Originally produced by RKO Radio Pictures, the studio ended its distribution activities before the movie was released. Universal Pictures handled the distribution.

Sara Montiel's voice is dubbed by Angie Dickinson.

At the time of its release, critics commented favorably on director Samuel Fuller's decision to concentrate on feet in the "run of the arrow" scene rather than showing the actors in full. Fuller later explained that Steiger had badly sprained his ankle just before the scene was to be shot and was unable to walk, so he had one of the Indian extras run in Steiger's place.

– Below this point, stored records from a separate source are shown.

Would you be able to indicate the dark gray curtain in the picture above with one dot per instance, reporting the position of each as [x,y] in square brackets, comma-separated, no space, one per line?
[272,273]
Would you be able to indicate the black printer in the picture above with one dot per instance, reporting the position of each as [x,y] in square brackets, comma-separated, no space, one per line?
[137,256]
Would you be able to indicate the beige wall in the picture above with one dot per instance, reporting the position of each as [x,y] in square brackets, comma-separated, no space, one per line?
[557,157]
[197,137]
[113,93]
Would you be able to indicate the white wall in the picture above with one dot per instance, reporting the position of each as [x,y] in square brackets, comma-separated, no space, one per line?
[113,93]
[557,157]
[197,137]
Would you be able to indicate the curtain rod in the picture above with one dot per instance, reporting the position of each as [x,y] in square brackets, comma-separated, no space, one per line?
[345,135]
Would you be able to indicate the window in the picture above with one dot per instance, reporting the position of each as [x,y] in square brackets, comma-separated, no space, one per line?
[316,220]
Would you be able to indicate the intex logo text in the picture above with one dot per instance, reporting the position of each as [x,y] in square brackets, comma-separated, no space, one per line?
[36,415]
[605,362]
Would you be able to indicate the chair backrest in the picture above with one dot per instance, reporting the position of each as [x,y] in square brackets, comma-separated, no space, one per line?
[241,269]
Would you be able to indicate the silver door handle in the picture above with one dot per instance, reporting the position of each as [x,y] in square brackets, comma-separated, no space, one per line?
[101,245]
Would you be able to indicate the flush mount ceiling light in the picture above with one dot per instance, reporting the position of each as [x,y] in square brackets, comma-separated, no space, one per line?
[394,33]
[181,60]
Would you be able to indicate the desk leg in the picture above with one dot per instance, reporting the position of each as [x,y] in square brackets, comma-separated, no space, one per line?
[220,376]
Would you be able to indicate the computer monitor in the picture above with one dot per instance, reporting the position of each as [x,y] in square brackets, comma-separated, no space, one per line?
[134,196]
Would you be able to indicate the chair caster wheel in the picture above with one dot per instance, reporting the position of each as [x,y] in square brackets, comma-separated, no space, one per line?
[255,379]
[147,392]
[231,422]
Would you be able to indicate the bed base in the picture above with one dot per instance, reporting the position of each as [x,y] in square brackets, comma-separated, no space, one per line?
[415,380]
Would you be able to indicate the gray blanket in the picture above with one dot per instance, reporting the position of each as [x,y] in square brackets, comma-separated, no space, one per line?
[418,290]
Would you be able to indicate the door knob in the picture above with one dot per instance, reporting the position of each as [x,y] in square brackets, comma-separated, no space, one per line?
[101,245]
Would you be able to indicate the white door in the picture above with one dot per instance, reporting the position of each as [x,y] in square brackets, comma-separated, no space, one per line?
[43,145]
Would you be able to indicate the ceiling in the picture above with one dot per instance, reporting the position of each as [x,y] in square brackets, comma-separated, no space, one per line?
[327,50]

The movie is currently available through the Warner Archive Collection.

After Dances With Wolves was released in 1990, several knowledgeable critics, including Jeremy Arnold in the Los Angeles Times and Angela Aleiss in her essay for the Library of Congress' National Film Registry, noted that the plot was almost identical to this picture.